From: "Székelyi Szabolcs" <szekelyi@niif.hu>
To: ceph-devel@vger.kernel.org
Subject: Re: OSD doesn't start
Date: Fri, 06 Jul 2012 01:33:13 +0200 [thread overview]
Message-ID: <1680690.nczT3S6HBC@mranderson> (raw)
In-Reply-To: <95834053.QbLuzMQ4OG@mranderson>
On 2012. July 5. 16:12:42 Székelyi Szabolcs wrote:
> On 2012. July 4. 09:34:04 Gregory Farnum wrote:
> > Hrm, it looks like the OSD data directory got a little busted somehow. How
> > did you perform your upgrade? (That is, how did you kill your daemons, in
> > what order, and when did you bring them back up.)
>
> Since it would be hard and long to describe in text, I've collected the
> relevant log entries, sorted by time at http://pastebin.com/Ev3M4DQ9 . The
> short story is that after seeing that the OSDs won't start, I tried to bring
> down the whole cluster and start it up from scratch. It didn't change
> anything, so I rebooted the two machines (running all three daemons), to
> see if it changes anything. It didn't and I gave up.
>
> My ceph config is available at http://pastebin.com/KKNjmiWM .
>
> Since this is my test cluster, I'm not very concerned about the data on it.

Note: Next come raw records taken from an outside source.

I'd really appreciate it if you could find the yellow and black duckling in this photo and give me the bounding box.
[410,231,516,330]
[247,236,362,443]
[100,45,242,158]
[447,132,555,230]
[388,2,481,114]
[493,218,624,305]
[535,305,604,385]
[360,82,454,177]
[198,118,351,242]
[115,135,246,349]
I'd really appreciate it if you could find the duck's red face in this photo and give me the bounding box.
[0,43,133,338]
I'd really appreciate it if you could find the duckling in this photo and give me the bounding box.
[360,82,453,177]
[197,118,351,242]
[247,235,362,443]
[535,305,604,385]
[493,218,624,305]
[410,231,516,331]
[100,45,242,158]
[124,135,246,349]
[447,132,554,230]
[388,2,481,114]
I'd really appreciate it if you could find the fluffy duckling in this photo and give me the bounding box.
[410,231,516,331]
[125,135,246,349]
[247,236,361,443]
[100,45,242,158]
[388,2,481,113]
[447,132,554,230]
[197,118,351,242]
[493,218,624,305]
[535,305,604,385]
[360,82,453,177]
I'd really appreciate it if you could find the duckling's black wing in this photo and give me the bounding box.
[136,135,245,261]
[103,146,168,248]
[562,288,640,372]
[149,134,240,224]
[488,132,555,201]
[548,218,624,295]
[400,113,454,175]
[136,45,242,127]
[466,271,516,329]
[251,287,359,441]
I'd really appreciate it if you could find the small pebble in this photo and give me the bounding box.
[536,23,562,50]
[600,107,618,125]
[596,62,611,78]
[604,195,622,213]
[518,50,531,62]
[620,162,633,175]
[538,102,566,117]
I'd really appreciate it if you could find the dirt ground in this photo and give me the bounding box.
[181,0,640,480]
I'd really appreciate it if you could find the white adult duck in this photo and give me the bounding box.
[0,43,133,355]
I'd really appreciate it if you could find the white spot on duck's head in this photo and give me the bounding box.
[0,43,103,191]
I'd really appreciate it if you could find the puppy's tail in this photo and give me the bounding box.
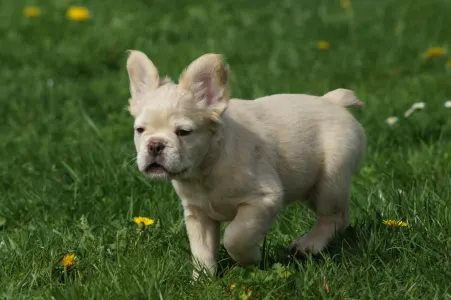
[323,89,363,108]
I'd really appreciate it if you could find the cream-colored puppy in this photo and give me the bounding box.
[127,51,366,278]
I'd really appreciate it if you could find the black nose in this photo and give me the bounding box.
[147,140,165,156]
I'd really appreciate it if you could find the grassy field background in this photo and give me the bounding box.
[0,0,451,300]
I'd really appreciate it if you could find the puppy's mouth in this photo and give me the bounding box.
[144,162,169,176]
[144,162,187,179]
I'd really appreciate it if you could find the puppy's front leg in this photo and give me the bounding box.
[224,201,278,266]
[184,206,219,280]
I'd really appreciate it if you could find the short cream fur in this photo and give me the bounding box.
[127,51,366,278]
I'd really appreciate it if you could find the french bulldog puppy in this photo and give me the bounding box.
[127,51,366,279]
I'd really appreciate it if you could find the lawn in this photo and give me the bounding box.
[0,0,451,300]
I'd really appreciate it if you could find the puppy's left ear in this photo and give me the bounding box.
[127,50,160,99]
[179,53,229,121]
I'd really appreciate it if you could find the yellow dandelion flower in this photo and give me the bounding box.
[23,6,41,18]
[66,6,91,21]
[316,41,330,50]
[382,220,408,227]
[423,47,446,58]
[133,217,155,226]
[239,288,252,300]
[61,253,77,268]
[340,0,352,9]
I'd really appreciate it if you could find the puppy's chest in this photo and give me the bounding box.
[174,185,238,222]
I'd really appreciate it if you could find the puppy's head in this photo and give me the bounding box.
[127,51,229,179]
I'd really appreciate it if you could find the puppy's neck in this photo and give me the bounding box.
[177,113,233,188]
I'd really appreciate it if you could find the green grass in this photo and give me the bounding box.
[0,0,451,300]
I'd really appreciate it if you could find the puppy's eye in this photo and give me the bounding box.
[175,129,192,136]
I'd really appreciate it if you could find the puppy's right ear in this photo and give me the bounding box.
[179,53,229,121]
[127,50,160,100]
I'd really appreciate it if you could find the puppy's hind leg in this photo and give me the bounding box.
[289,170,351,255]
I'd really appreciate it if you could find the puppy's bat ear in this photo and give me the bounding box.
[179,53,229,120]
[127,50,160,99]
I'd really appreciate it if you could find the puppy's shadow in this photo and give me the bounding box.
[218,221,406,277]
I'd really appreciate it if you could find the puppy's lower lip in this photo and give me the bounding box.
[144,163,167,174]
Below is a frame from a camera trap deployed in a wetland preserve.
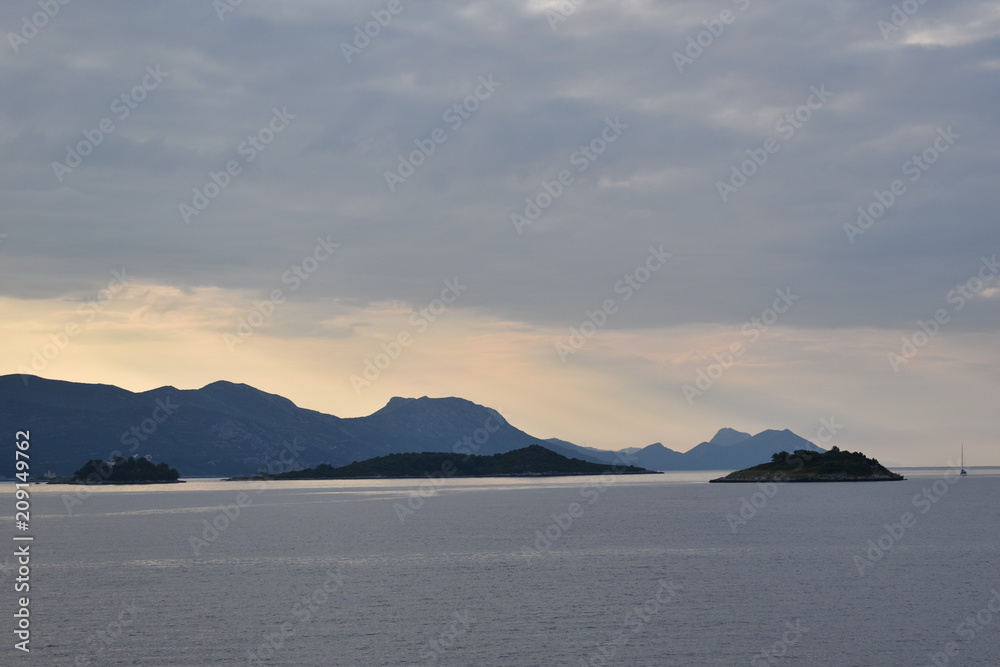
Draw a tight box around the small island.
[227,445,660,481]
[709,447,906,483]
[48,456,180,484]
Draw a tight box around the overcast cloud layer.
[0,0,1000,465]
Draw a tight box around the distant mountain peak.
[709,428,752,447]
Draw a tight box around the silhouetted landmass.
[49,456,180,484]
[232,445,658,480]
[710,447,905,482]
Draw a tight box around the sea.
[7,468,1000,667]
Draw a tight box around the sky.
[0,0,1000,466]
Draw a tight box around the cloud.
[0,0,1000,464]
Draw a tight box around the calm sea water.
[0,469,1000,667]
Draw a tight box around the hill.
[246,445,659,479]
[710,447,905,482]
[0,375,836,479]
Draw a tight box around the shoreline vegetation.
[47,456,184,485]
[709,447,906,484]
[224,445,662,482]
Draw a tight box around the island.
[709,447,906,483]
[227,445,661,481]
[48,456,181,484]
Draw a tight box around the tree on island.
[73,456,180,484]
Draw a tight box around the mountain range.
[0,374,824,479]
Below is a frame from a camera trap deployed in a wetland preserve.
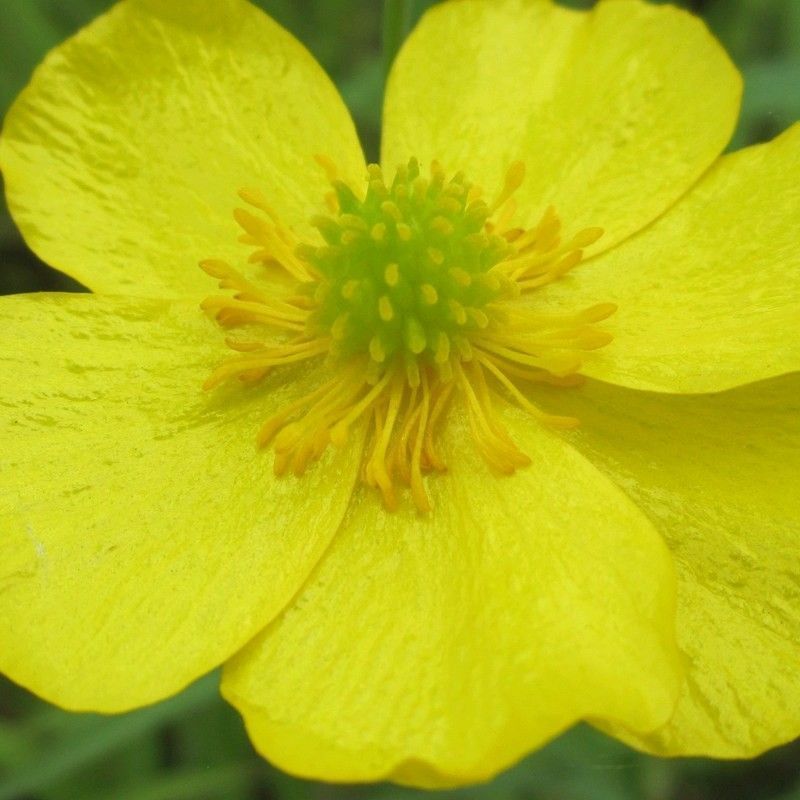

> But the other one, with the same config, is dying I think. ceph-fuse is
> eating around 75% CPU on the sole monitor ("cc") node. The monitor about
> 15%. On the other two nodes, the OSD eats around 50%, the MDS 15%, the
> monitor another 10%. No Ceph filesystem activity is going on at the moment.
> Blktrace reports about 1kB/s disk traffic on the partition hosting the OSD
> data dir. The data seems to be accessible at the moment, but I'm afraid
> that my production cluster will end up in a similar situation after
> upgrade, so I don't dare to touch it.
>
> Do you have any suggestion what I should check?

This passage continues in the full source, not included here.